Nove dias haviam se passado desde que o conde retornou e muitas mudanças foram feitas.
Igmar estava morto.
— Eradan o empalou em uma estaca e exibiu seu cadáver em frente a torre, ao lado de William, todos os homens dele e dúzias de refugiados — tinha informado o lorde.
Siegfried foi promovido a capitão da guarda, mas coube à condessa escolher seu vice-capitão. Dyrk era um guarda de 24 anos e parecia odiá-lo tanto quanto ela, mas sua lealdade era incontestável; era um homem da lady Gaelor até a alma.
— Por que não fui avisado antes? — perguntou Siegfried, irritado.

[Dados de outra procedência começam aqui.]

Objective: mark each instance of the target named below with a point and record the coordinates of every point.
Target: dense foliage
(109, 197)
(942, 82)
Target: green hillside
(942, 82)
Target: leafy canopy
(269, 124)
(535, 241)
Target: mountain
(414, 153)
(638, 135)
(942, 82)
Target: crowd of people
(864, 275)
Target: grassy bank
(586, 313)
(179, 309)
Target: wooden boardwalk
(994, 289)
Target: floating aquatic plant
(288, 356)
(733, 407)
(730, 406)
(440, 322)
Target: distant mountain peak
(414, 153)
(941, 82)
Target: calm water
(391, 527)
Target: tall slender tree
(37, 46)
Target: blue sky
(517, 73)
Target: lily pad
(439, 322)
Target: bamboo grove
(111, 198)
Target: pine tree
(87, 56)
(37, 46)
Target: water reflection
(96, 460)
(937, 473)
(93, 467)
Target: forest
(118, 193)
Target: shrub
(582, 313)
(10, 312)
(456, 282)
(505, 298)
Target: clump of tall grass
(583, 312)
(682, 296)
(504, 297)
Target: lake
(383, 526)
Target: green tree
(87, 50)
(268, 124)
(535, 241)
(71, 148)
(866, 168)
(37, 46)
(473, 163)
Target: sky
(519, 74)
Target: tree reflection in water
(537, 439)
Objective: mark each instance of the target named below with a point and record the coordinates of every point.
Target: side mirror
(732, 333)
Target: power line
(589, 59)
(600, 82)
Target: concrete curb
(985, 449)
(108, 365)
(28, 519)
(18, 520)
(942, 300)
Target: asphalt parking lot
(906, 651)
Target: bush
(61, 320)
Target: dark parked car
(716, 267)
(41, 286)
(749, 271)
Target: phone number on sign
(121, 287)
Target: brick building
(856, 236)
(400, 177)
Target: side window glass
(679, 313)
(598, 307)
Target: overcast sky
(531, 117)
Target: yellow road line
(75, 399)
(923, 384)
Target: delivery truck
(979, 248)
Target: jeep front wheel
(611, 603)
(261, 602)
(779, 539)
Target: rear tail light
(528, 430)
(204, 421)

— Não foi?! — Dyrk fingiu estupidez. — Devo ter esquecido. O senhor parecia tão ocupado que não quis interromper seu treinamento.
Mas antes que Siegfried pudesse dizer algo, a carruagem parou e um guarda se aproximou para ajudar a baronesa a descer.
A lady Kessel era uma mulher de quarenta anos que mal havia acabado de entrar na meia-idade. Tal como a condessa, se portava de forma régia, estoica e altiva, com uma expressão que não lhe traía as emoções.
Seus longos cabelos negros escorriam soltos por seus ombros e batiam nas costas, seus seios tão fartos quanto os da lady Gaelor e seu corpo tinha a forma de um triângulo, com o quadril mais largo que a cintura e os ombros.
Era uma mulher bonita, mas nem de longe tão bela quanto a condessa.
— Milady — saudou Dyrk, em uma meia reverência cheia de pompa —, é uma honra recebê-la. Se me permite, sua graça a espera.
— Mas é claro, eu… — ela dizia, quando reparou em Siegfried e seu rosto empalideceu. — Theron?